Skema haji ilegal kembali menjadi sorotan setelah aparat menemukan pola keberangkatan yang tidak wajar dan diduga sudah berjalan dalam jaringan yang rapi. Di balik janji berangkat lebih cepat, para pelaku justru memakai dokumen visa tenaga kerja untuk menyamarkan tujuan sebenarnya, yakni ibadah haji.
Temuan itu muncul setelah pemeriksaan di Bandara Soekarno-Hatta membuka dugaan keterlibatan delapan orang. Dari hasil penelusuran awal, jaringan ini disebut sudah memberangkatkan jemaah sebanyak 127 kali, sehingga kasusnya dinilai bukan aksi sesaat melainkan praktik yang berlangsung teratur.
Pemeriksaan di bandara membuka jejak awal
Kasus ini mulai terungkap saat petugas Imigrasi Bandara Soekarno-Hatta melakukan pemeriksaan pada 18 April 2026. Dari pengecekan tersebut, delapan orang terindikasi terlibat dalam praktik pemberangkatan haji ilegal dan kemudian menjadi perhatian penyidik.
Direktur Tindak Pidana Tertentu Bareskrim Polri, Brigadir Jenderal Polisi Moh. Irhamni, menyebut temuan itu cukup untuk mendorong pengembangan penyidikan. Ia menegaskan bahwa delapan orang tersebut patut diduga menjalankan kegiatan haji ilegal.
Visa kerja dijadikan kedok keberangkatan
Dalam penyidikan awal, para pelaku tidak didapati menawarkan perjalanan haji secara terbuka. Mereka justru diduga menggunakan visa tenaga kerja sebagai sarana untuk membawa calon jemaah ke luar negeri.
Secara administratif, dokumen itu tampak seperti perjalanan untuk bekerja. Namun tujuan sebenarnya tetap ibadah haji, sehingga pola tersebut dinilai menyesatkan dan berpotensi memunculkan persoalan hukum di negara tujuan.
Iming-iming berangkat tanpa antre menarik minat korban
Daya tarik utama skema ini ada pada janji keberangkatan yang lebih cepat dari jalur resmi. Para pelaku diduga menawarkan kepada calon jemaah bahwa keberangkatan bisa dilakukan pada tahun yang sama saat mendaftar.
Janji tanpa antre menjadi senjata untuk menyasar orang-orang yang ingin segera ke Tanah Suci dan tidak ingin menunggu lama. Pola seperti ini memanfaatkan harapan masyarakat, lalu mengarahkannya ke cara yang justru berisiko.

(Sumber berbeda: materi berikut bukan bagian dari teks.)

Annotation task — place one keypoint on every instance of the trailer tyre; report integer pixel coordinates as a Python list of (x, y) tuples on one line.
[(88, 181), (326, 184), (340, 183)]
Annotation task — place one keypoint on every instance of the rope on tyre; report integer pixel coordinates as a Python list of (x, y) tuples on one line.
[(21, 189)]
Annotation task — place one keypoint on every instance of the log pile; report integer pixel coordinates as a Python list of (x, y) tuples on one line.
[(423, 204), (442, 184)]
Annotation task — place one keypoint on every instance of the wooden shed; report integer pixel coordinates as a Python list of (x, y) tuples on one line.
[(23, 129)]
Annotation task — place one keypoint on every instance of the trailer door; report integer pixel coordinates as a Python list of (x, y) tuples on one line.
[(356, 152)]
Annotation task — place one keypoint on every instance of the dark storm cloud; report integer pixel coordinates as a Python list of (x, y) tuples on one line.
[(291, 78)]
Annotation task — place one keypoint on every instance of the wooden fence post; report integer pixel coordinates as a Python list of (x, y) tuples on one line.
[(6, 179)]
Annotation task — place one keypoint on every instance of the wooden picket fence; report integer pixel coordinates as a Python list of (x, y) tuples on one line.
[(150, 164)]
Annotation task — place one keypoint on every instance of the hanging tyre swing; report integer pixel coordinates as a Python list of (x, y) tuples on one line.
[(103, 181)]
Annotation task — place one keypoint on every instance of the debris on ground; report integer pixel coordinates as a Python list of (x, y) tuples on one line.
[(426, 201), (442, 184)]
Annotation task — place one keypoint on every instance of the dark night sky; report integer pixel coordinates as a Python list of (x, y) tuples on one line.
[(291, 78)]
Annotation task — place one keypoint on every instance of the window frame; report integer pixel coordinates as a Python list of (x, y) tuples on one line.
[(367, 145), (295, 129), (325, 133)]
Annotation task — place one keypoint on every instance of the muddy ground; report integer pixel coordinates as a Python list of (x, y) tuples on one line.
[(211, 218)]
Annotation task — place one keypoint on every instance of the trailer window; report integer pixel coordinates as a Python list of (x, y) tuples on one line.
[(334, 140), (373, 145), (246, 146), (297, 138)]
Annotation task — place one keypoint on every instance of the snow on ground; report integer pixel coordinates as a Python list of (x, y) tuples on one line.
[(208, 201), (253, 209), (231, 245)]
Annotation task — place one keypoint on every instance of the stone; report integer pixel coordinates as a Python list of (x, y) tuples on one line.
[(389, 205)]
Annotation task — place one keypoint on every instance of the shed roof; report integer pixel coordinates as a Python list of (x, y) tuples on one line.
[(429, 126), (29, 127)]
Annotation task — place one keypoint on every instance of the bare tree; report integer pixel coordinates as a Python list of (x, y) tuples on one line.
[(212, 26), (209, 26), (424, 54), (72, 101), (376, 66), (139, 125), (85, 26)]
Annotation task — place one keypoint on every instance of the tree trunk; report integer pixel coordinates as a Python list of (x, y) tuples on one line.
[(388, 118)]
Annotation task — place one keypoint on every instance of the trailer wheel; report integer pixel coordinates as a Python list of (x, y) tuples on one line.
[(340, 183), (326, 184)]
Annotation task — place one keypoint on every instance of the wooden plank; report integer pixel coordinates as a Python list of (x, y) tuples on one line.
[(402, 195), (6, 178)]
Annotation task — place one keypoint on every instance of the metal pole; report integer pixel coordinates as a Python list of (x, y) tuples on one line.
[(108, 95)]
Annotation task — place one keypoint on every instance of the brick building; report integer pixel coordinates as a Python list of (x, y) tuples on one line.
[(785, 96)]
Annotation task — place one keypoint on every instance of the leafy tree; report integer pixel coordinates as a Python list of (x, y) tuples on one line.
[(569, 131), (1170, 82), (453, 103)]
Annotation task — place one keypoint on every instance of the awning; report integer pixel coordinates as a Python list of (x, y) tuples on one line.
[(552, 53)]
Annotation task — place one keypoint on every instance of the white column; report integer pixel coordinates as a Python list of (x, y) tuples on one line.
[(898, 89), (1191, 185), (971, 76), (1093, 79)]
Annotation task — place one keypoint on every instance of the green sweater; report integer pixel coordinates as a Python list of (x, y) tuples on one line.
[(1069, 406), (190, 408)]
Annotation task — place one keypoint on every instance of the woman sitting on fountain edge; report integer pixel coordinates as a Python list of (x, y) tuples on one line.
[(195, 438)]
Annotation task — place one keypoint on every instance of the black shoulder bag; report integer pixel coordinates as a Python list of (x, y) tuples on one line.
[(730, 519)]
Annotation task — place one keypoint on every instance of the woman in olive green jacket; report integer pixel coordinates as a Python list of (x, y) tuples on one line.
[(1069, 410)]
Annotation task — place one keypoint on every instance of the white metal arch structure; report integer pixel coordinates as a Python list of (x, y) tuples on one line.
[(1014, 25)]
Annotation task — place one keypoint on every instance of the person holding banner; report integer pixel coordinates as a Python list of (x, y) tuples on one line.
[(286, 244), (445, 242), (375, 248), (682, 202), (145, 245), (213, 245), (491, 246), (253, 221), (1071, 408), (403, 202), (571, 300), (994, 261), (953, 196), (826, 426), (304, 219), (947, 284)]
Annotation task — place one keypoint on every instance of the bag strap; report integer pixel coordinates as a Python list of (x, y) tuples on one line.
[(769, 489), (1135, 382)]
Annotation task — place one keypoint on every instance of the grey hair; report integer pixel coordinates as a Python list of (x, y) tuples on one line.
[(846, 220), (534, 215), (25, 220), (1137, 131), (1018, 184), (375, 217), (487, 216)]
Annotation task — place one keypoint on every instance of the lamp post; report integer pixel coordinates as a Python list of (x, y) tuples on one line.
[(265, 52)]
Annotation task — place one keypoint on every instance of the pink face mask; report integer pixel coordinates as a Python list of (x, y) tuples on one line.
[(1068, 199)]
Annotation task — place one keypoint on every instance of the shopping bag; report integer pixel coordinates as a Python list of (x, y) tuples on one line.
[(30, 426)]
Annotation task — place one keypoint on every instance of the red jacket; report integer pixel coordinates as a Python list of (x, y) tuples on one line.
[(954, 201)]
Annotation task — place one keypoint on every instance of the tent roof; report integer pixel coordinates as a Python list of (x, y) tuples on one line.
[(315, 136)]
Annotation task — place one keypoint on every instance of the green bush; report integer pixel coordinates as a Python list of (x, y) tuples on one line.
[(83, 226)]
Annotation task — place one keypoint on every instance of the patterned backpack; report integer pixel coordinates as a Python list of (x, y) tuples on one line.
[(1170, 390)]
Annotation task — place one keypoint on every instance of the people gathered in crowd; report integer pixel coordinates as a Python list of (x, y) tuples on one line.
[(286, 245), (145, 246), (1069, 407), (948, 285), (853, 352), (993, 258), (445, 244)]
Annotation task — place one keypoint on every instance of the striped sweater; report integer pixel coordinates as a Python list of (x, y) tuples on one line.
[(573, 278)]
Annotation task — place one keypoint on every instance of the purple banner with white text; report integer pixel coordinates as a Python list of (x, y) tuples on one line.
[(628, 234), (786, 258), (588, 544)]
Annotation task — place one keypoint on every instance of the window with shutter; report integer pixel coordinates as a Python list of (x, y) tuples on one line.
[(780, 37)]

Jaringan diduga aktif sejak 2024
Pemeriksaan awal juga menunjukkan bahwa praktik ini bukan baru terjadi sesaat. Aparat menduga jaringan tersebut sudah menjalankan aksinya sejak 2024 dan terus mengatur keberangkatan secara berulang.
Selama periode itu, jaringan ini disebut telah mengatur pemberangkatan ilegal hingga 127 kali. Jumlah tersebut menunjukkan adanya aktivitas yang besar dan terorganisir, bukan kejadian yang berdiri sendiri.
Satu orang diduga mengatur dokumen
Dari delapan orang yang diamankan, satu di antaranya diduga memiliki peran khusus dalam pengelolaan administrasi. Sosok ini disebut menyiapkan dokumen dan visa yang dipakai untuk melancarkan keberangkatan calon jemaah.
Meski begitu, kepolisian belum mengungkap identitas para pelaku ke publik karena proses penyidikan masih berjalan. Aparat juga disebut akan memeriksa saksi serta pihak perusahaan yang diduga ikut terkait dalam jaringan tersebut.
Kaitan dengan kasus lain masih didalami
Kasus ini juga dikaitkan dengan penanganan tiga warga negara Indonesia yang sebelumnya diproses aparat keamanan di Mekkah pada 28 April 2026. Namun hubungan antara peristiwa itu dan jaringan yang diungkap di Indonesia belum dipastikan.
Irhamni menyampaikan bahwa delapan orang yang digagalkan keberangkatannya masih berada di Indonesia. Sementara itu, informasi mengenai tiga orang di Arab Saudi masih dibahas bersama pihak terkait sebelum disampaikan lebih lanjut.
Penelusuran terhadap alur perekrutan, penggunaan dokumen, dan pihak-pihak pendukung terus dilakukan agar modus visa tenaga kerja tidak kembali dipakai untuk memberangkatkan jemaah secara ilegal. Kasus ini memperlihatkan bahwa celah haji ilegal masih terus dicoba oleh jaringan yang memanfaatkan keinginan masyarakat untuk berangkat lebih cepat.